How to Find a Marriage Counselor
Searching for a good marital therapist may sound intimidating, but not exactly. It can be as simple as asking for a referral from a friend, your doctor or even a priest. If you don’t feel comfortable doing that, there’s always the Internet. Of course, not everything on the web is right for you or even true, so stick to reputable sources of information.
When looking for a marital counselor, here are tips you can consider:
Online directories are a good starting point, but like we said earlier, not everything out here is trustworthy. The American Association of Marriage and Family Therapists (AAMFT) and the National Registry of Marriage-Friendly Therapists (NRMFT) are two trusted marital counselor directories you can use.
The Right Qualifications
All therapists need a license, although the specific regulations may differ from one state to another. Generally speaking, a marital therapist must be a a licensed marriage and family therapist (LMFT), a psychologist (Ph.D.or PsyD), a licensed mental health counselor (LMHC), or a licensed clinical social worker (LCSW). Most importantly, keep in mind that not all couples counselors are qualified to provide marriage counseling, because marriage issues are obviously unique from those that unmarried couples deal with.
Meeting the Therapist
When you meet your prospective therapist for the first time, don’t hesitate to ask questions. This can be crucial if you’re seeing them without a personal referral. Besides their fees and scheduling options, know more about them by asking deeper questions.
For instance, how long have they been practicing as a marriage therapist? What advanced training do they have, if any? How long does a session usually last? Is there something that might make marriage therapy inapplicable to you and your spouse (for example, a history of drug addiction or domestic violence)?
If you feel it’s important for you to know the therapist’s marital status, it should be okay to ask. You may feel more at ease with someone who is actually married and has kids.
Trusting Your Intuition
Listen to your gut when assessing whether a therapist is right for you or not. Did you feel some kind of connection the first time you met? Did he talk sense?
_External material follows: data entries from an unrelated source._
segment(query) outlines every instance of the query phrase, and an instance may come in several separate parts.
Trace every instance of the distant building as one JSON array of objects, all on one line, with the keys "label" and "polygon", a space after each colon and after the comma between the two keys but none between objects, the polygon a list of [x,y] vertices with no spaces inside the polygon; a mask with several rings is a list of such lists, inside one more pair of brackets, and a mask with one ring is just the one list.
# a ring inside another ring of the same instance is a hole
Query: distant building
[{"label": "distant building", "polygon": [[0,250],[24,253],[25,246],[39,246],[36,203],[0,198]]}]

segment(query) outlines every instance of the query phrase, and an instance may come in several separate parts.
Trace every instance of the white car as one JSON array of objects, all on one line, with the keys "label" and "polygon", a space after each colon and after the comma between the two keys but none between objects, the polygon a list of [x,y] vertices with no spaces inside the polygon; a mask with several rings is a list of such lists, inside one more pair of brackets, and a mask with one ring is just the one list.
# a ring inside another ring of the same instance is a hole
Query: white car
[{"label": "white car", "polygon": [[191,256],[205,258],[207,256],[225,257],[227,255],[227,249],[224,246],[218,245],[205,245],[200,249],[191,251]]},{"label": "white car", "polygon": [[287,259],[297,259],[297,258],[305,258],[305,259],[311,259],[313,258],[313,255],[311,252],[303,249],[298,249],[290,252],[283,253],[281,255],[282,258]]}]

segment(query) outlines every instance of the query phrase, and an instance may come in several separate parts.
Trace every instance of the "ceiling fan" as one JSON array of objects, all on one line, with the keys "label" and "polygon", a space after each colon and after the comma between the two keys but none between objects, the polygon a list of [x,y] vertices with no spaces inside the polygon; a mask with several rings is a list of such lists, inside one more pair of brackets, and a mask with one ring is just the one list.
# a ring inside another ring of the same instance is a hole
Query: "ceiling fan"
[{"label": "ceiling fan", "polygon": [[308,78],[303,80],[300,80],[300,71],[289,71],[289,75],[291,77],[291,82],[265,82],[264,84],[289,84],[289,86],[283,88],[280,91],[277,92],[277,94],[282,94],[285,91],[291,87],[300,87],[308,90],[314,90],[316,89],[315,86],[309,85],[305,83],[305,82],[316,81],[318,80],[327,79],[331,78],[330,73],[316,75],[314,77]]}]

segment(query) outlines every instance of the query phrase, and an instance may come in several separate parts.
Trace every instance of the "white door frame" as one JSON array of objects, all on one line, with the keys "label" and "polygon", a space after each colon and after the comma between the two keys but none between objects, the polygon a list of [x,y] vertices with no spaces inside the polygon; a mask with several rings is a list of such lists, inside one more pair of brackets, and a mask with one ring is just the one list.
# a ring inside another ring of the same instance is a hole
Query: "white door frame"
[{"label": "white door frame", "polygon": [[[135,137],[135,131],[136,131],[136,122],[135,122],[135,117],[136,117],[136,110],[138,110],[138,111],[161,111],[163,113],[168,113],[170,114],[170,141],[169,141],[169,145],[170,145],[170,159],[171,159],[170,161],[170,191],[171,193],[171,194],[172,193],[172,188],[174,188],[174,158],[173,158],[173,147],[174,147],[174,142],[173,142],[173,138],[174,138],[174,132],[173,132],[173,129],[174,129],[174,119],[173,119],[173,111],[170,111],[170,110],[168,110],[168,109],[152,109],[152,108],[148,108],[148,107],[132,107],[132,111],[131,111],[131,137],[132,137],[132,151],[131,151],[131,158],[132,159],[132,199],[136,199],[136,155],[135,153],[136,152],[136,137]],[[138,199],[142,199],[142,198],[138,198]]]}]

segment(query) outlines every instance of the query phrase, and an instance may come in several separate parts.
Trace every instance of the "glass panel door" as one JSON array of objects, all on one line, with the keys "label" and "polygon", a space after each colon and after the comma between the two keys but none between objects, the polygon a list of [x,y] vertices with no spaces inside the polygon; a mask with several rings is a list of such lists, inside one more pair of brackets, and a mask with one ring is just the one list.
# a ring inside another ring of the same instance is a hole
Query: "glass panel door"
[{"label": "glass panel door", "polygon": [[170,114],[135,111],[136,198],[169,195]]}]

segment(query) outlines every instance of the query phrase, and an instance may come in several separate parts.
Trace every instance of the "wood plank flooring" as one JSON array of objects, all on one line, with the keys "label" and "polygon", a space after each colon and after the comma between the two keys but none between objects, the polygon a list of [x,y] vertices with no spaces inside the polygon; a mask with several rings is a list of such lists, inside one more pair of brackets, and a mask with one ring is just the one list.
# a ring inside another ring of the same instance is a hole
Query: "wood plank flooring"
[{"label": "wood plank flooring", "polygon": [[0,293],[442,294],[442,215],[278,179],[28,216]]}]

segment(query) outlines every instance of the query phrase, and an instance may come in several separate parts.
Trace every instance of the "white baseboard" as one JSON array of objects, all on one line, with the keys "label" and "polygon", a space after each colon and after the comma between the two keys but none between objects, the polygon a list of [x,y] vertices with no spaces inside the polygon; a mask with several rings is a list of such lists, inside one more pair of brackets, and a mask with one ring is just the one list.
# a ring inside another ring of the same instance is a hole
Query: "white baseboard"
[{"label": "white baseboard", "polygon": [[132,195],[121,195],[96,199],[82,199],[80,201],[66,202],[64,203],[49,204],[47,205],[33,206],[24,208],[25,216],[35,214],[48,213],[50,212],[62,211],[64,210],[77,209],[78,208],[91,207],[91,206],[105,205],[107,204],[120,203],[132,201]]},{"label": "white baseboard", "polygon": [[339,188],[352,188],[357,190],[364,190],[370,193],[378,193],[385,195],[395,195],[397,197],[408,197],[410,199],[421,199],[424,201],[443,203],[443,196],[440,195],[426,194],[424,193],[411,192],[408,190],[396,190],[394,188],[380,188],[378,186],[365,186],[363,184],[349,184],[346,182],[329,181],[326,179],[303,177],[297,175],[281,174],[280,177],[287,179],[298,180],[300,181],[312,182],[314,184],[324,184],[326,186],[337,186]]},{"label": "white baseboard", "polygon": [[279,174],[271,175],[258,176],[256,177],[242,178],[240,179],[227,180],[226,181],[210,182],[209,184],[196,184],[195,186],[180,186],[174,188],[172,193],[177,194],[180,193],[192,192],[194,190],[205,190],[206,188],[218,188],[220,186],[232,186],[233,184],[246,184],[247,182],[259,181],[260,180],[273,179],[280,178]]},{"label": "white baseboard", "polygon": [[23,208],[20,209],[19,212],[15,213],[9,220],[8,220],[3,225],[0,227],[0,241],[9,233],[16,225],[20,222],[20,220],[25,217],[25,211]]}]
Did he sound like he completely understood what you’ve so far told him about your situation? What does your spouse think of him? If any of you has doubts on the therapist’s abilities or is just plain uncomfortable with him, go look for another one.
Lastly, remember that even the most qualified, experienced and beloved therapist will not be able to fix your marriage for you. He is only there to help, and the fixing will have to be done by you, the couple.